Materials: Nonfiction text (pretty much any short essay or editorial can be used with this assignment), paper, and pen or pencil (could also use colored pencils or pastels).
Desired Understandings: Students will visually depict a central argument from a nonfiction text. Their visual art will demonstrate either the central claim the argument asserts in the essay or connect that argument to a “bigger picture” in the scope of the argument.
- Students are presented with a nonfiction text.

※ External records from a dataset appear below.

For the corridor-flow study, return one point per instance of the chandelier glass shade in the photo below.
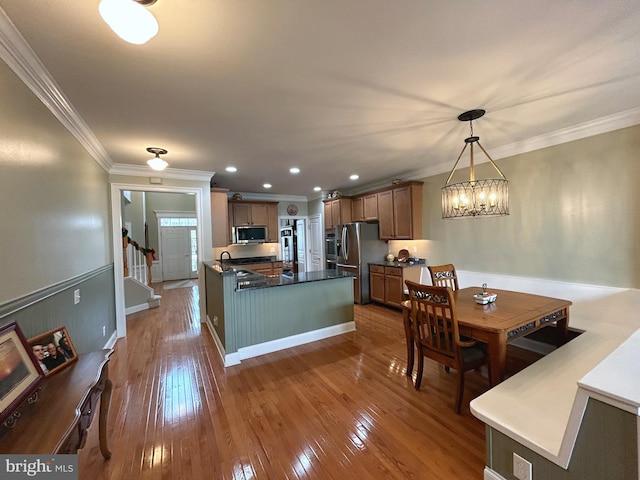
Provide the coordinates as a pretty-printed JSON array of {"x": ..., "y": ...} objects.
[{"x": 486, "y": 197}]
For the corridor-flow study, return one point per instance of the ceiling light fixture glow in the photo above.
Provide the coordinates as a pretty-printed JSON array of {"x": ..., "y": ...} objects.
[
  {"x": 156, "y": 162},
  {"x": 486, "y": 198},
  {"x": 129, "y": 19}
]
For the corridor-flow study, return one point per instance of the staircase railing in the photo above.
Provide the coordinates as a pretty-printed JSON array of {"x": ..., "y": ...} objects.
[{"x": 137, "y": 260}]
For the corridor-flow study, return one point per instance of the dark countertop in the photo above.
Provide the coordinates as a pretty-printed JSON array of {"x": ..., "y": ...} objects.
[
  {"x": 267, "y": 281},
  {"x": 246, "y": 279},
  {"x": 420, "y": 262}
]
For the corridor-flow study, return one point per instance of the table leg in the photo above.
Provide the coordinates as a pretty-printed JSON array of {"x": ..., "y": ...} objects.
[
  {"x": 105, "y": 400},
  {"x": 497, "y": 358},
  {"x": 408, "y": 334},
  {"x": 563, "y": 328}
]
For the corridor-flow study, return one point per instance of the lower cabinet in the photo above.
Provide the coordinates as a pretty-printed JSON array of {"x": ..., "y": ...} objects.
[{"x": 386, "y": 285}]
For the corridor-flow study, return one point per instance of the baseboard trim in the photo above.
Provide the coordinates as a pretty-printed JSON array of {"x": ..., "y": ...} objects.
[
  {"x": 491, "y": 475},
  {"x": 284, "y": 343}
]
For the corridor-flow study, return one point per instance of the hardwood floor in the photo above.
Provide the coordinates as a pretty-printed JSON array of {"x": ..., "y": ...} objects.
[{"x": 334, "y": 409}]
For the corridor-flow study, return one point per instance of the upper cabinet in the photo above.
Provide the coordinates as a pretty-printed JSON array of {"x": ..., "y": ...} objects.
[
  {"x": 256, "y": 214},
  {"x": 337, "y": 211},
  {"x": 397, "y": 209},
  {"x": 219, "y": 218},
  {"x": 400, "y": 211}
]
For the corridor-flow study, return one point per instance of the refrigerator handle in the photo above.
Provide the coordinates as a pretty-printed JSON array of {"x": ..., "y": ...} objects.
[{"x": 345, "y": 244}]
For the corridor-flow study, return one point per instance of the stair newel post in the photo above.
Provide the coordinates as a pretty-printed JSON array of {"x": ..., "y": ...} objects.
[
  {"x": 125, "y": 244},
  {"x": 149, "y": 259}
]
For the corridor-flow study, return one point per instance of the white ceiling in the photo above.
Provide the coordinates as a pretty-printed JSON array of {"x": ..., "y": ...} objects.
[{"x": 337, "y": 87}]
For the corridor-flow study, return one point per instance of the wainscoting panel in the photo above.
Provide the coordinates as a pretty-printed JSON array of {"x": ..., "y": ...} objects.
[{"x": 90, "y": 323}]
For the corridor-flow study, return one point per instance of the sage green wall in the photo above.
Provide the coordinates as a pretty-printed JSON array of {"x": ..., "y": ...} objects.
[
  {"x": 574, "y": 215},
  {"x": 54, "y": 223}
]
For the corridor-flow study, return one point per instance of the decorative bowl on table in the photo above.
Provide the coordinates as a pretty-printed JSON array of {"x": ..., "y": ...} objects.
[{"x": 483, "y": 298}]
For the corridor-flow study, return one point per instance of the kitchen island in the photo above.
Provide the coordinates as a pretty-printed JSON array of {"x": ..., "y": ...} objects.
[{"x": 250, "y": 314}]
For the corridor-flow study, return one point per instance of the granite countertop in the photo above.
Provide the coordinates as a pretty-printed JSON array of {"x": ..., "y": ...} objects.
[
  {"x": 396, "y": 263},
  {"x": 247, "y": 279}
]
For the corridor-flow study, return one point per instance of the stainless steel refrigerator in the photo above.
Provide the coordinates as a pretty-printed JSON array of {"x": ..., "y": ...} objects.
[{"x": 359, "y": 245}]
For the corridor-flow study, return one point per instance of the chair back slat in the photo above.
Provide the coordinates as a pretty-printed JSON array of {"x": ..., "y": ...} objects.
[{"x": 433, "y": 311}]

Students read the text and analyze it using the rhetorical square process.
- To demonstrate their understanding of the text (purpose, persona, claim, supporting details, scope), students create an editorial cartoon or other visual art that clearly communicates the author’s central claim.
- If applicable, students will compose a Quick Write analyzing how their editorial cartoon successfully depicts the rhetorical elements of the original text.
Standard 2: Reading for All Purposes
- The development of new ideas and concepts within informational and persuasive manuscripts
- Context, parts of speech, grammar, and word choice influence the understanding of literary, persuasive, and informational texts
Standard 3: Writing and Composition
- Organizational writing patterns inform or persuade an audience
Standard 4: Research and Reasoning
- An author’s reasoning is the essence of legitimate writing and requires evaluating text for validity and accuracy
Assessment: I use our English department’s Quick Write rubric to assess students’ understanding of the nonfiction text. If needed, I extend the assignment to include a Quick Write in which students explain their visual argument based on the central text, and then use the Quick Write rubric for evaluation.
Adaptions/Accommodations: This assignment is easier for some students with accommodations in my class because of the visual component. If needed, I could have students orally explain their visual arguments for clarity while assessing.